British broadcaster David Attenborough on Wednesday led a campaign by conservation groups for the world to invest $500 billion a year to halt the destruction of nature, saying the future of the planet was in “grave jeopardy”.
Attenborough, whose new film “A Life on Our Planet” documents the dangers posed by climate change and the extinction of species, made his statement as the United Nations convened a one-day summit aimed at galvanising action to protect wildlife.
“Our natural world is under greater pressure now than at any time in human history, and the future of the entire planet – on which every single one of us depends – is in grave jeopardy,” Attenborough, 94, said in a news release.
“We still have an opportunity to reverse catastrophic biodiversity loss, but time is running out.”
Opening the summit in New York, U.N. Secretary-General Antonio Guterres said a million species were at risk of extinction and that climate change and the loss of biodiversity were “destroying Earth’s web of life”.
“Humanity is waging war on nature, we need to change our relationship with it,” Guterres said.
The push to redirect financing away from fossil fuels and other polluting industries and into locally led conservation was launched by environmental group Fauna & Flora International and backed by more than 130 organisations.

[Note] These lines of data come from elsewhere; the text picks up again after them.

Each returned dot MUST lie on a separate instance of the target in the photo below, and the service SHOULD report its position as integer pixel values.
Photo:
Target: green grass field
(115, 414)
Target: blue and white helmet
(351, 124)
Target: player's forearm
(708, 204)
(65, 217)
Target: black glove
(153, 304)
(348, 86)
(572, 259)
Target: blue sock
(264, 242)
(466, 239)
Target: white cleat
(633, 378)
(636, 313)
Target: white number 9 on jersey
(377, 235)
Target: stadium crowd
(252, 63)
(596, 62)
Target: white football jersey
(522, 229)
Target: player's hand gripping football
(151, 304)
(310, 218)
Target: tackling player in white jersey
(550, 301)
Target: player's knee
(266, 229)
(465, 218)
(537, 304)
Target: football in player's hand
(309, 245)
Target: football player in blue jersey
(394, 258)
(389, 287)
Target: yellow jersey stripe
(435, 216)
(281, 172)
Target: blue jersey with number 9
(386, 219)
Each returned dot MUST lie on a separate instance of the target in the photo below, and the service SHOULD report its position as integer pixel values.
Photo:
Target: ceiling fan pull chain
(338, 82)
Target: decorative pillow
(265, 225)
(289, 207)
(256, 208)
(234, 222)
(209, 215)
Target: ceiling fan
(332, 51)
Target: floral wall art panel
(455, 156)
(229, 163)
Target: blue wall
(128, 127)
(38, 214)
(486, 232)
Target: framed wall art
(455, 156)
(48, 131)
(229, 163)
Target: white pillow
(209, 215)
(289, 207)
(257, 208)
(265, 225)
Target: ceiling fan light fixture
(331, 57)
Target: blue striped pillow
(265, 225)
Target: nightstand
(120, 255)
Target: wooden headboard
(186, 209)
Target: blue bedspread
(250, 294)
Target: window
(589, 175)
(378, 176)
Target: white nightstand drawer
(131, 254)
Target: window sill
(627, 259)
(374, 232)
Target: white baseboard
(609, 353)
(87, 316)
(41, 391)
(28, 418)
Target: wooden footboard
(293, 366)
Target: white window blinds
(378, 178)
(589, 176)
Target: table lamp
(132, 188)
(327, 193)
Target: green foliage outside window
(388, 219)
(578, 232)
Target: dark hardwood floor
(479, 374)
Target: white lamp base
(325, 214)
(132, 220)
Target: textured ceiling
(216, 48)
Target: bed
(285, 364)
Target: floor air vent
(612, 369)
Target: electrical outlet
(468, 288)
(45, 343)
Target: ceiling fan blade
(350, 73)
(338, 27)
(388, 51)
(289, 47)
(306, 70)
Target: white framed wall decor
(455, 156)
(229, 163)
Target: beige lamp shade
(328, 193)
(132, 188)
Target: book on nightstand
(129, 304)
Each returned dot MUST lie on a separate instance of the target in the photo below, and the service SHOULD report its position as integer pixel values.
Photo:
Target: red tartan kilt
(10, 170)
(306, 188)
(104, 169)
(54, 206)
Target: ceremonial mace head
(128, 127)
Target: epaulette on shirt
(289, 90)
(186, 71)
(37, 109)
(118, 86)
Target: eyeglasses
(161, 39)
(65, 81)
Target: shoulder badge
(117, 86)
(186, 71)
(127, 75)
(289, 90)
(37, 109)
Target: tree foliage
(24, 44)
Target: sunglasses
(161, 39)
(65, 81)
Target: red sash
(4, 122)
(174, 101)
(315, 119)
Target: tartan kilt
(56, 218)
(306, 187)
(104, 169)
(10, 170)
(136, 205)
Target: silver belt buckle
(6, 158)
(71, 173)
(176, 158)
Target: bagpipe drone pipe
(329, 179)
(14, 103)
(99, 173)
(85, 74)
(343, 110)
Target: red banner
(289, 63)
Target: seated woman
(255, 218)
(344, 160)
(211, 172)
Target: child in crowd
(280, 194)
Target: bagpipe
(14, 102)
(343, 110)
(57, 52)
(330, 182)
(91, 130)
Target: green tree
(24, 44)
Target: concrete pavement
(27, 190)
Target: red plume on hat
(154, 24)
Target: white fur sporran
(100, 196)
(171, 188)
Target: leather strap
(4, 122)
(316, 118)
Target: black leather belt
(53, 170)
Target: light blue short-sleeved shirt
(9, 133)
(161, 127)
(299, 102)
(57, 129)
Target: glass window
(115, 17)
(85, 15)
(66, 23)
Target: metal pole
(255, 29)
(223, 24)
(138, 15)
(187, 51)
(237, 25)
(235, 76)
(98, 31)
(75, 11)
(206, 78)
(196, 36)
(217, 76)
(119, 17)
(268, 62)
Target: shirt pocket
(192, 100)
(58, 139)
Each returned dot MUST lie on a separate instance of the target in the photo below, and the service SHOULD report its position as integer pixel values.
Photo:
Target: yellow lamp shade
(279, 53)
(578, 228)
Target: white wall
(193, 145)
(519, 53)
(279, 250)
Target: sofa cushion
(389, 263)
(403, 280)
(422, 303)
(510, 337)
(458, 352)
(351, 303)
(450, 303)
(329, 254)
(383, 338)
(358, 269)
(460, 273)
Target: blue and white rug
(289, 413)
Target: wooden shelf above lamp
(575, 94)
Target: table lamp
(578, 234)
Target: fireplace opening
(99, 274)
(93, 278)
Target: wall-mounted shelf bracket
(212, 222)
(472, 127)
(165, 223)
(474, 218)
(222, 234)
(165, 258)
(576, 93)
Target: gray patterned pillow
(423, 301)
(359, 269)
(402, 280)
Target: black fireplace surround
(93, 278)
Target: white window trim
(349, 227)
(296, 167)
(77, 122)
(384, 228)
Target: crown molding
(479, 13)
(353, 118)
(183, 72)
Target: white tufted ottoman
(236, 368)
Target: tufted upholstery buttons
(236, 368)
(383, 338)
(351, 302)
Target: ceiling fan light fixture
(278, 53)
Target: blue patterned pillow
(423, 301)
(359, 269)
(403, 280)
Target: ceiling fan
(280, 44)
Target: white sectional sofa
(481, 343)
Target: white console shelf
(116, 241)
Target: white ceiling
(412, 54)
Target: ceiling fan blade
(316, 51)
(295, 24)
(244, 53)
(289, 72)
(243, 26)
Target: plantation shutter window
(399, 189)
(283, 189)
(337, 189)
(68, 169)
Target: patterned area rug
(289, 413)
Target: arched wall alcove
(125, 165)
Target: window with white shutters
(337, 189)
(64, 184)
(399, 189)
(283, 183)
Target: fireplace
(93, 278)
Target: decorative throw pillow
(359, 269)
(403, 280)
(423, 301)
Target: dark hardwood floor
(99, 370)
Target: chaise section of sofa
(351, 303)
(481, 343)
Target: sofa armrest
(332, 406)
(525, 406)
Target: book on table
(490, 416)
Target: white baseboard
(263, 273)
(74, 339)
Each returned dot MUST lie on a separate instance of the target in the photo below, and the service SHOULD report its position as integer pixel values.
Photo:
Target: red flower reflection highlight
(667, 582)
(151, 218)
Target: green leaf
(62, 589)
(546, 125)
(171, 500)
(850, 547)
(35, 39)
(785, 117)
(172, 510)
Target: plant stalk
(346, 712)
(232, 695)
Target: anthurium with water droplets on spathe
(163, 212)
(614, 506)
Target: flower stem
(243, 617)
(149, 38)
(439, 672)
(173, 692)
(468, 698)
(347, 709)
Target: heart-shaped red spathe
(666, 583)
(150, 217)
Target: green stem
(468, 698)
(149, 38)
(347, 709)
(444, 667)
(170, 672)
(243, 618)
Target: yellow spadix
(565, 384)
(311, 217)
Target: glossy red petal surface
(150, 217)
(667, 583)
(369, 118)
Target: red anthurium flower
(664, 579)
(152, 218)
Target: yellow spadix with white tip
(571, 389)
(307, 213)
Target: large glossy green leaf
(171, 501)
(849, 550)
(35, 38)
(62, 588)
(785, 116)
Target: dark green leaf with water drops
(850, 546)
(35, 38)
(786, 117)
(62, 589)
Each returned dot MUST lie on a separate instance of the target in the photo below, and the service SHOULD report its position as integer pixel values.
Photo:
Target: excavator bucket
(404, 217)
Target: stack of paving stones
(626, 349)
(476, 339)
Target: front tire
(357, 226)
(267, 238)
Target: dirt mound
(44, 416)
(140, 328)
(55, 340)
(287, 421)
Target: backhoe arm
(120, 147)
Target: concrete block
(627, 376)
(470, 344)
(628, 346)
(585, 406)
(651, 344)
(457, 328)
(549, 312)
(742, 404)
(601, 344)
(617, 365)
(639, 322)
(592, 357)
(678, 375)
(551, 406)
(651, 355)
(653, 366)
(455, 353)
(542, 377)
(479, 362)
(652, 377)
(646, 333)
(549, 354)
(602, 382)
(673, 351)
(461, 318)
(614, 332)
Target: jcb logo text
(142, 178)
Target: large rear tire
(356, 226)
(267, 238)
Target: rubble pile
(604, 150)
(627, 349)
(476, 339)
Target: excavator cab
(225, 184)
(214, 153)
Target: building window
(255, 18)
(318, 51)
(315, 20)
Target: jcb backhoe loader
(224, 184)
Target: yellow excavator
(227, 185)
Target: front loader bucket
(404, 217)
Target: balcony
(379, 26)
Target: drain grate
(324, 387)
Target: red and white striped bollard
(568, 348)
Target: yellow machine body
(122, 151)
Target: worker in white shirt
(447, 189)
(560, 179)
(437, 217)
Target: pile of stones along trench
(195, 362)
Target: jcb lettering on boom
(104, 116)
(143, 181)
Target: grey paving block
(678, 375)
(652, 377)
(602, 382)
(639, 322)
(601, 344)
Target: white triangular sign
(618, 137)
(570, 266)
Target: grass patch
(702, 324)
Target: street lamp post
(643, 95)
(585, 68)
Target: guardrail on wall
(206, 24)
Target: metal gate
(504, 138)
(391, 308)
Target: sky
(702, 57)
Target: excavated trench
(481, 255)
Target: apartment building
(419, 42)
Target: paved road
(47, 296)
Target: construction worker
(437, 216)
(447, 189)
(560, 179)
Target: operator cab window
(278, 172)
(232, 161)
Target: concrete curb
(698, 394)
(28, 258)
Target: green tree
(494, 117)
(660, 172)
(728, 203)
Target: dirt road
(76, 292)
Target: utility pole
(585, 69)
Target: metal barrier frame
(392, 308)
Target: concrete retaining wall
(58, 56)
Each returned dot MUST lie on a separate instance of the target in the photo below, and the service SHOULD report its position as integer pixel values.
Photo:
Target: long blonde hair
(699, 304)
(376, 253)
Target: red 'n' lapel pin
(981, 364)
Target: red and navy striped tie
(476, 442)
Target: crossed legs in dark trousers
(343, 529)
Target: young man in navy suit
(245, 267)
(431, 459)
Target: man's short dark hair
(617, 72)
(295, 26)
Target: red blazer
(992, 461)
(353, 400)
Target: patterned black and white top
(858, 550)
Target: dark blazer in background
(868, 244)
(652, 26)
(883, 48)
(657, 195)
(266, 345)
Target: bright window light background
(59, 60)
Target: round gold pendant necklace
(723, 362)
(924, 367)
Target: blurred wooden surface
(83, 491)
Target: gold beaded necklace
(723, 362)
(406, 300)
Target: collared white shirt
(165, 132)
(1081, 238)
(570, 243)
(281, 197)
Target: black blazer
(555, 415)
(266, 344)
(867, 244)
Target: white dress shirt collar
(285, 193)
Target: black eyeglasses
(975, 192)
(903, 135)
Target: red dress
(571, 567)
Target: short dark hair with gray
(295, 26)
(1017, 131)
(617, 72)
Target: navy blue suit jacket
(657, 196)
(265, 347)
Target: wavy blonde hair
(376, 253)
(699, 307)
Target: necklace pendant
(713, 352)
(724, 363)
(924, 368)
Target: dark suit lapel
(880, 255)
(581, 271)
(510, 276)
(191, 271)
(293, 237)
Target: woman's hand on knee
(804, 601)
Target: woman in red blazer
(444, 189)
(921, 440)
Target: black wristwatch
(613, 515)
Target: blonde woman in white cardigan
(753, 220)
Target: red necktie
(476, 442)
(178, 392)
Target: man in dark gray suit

“U.N. member states must take the lead in getting ahead of this crisis and putting funding into the hands of those who are best placed to use it – local conservation organisations,” Mark Rose, chief executive of Fauna & Flora International, said.
The world spends an estimated $80-$90 billion on conservation each year, but studies show that hundreds of billions of dollars may be needed to save ecosystems from collapse.
Britain, Canada and others joined the European Union on Monday in pledging to protect 30% of their land and seas by 2030. U.N. officials hope to secure broad agreement on that target at talks to forge a new global biodiversity pact due to take place in China in 2021.
Addressing the summit in a video message, Chinese President Xi Jinping urged global cooperation on the environment, saying countries were “passengers in the same boat”.
“The loss of biodiversity and the degradation of ecosystems pose a major risk to human survival and development,” he said. “It falls to all of us to act together, and urgently turn the Earth into a beautiful homeland for all creatures to live in harmony.”